Dr. Martha Moore-Keish

“Handled rightly,” she said, “confession can be a genuine opening to grace — not an opportunity to wallow in shame or despair.”

Sometimes we fall in the trap of believing that “if we just get the contrition right and say, ‘I’m sorry’ enough times, then God will forgive us,” Moore-Keish said. It’s not an “if-then” proposition, but a “because-therefore” situation. “Because God has already offered to forgive us,” she said, “therefore we are free to confess our sins.”

When Gambrell asked her if we can really know whether we are changed by confessing our sin and then reminding ourselves that our sins are indeed forgiven, Moore-Keish drew from a story a pastor friend once shared with her.

A member came to this pastor to say he and his family were in terrible debt. He’d maxed out credit cards and declared bankruptcy, then maxed out his daughter’s credit cards so that she too had to file for bankruptcy.
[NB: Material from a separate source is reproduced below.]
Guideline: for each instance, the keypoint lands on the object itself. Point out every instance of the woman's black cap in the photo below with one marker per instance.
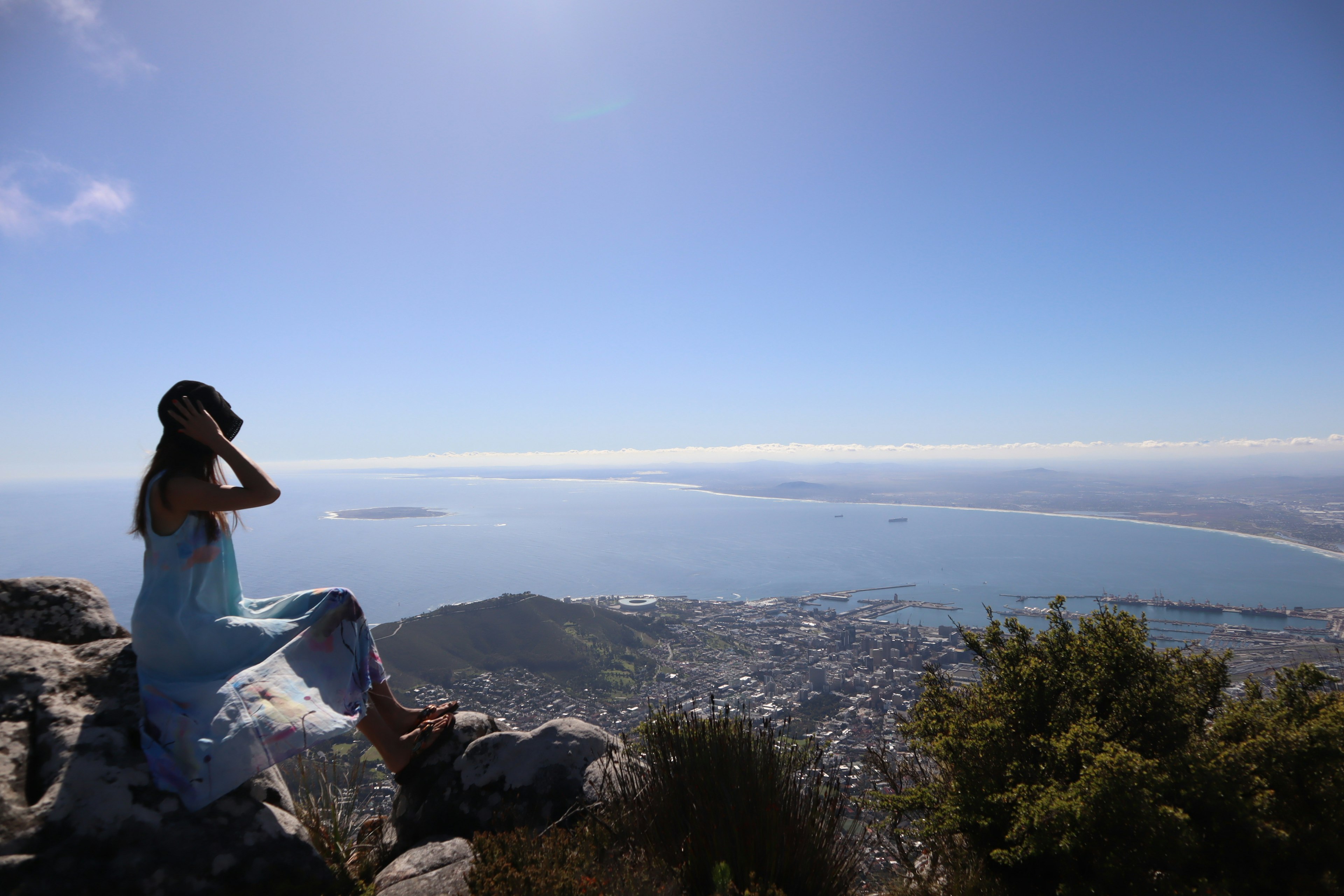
(209, 398)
The man told the pastor he was crippled by guilt and had contemplated suicide.

What saved him was coming to church week after week “to confess his sin and tell the truth about his dishonesty and the harm he had done to others — and to do this in the company of others,” Moore-Keish wrote in her article. “Telling the hard truth about our sin, and doing so with other people, was for him literally life-saving.”

“Confession,” Gambrell said, “can be a life-saving gift.”

Confession “is not perpetuating shame or saying, ‘You are a terrible person,’” Moore-Keish said. “It’s about freedom that can come from acknowledging what we know can be true — the harm that we have done to other people. That is in itself freeing — particularly if it’s framed by ‘God loves you anyway.’”

The Rev. Dr. David Gambrell

Gambrell introduced Aja Romano’s article from Vox, “Everyone wants forgiveness, but no one is being forgiven.” Is confession and forgiveness, he wondered, “a gift the church has to share with society? Confession is something that’s seen as a stodgy old churchy thing, but what if it’s a gift the church has to offer the world?”

Later he strapped on his guitar to lead participants through confessional hymns found in Glory to God, including “Jesus Knows the Inmost Heart” from Pakistan and “Search Me, O God,” originally from Psalm 139 and written by the Taiwanese composer I-to Loh.

“There are beautiful ways,” Gambrell said, “to sing our confession.”

The act of confession, according to Moore-Keish, is done each week during worship “not to beat us up or say we are just worms.” Rather, it’s done so worshipers can confess “what is true about the world in which we live and about our own lives.”

“But the good news is that God is always already there. It’s important that we recognize it’s a gift, not something we’re entitled to. We receive it precisely because we don’t deserve it.”

“There it is,” Gambrell said, “and thanks be to God.”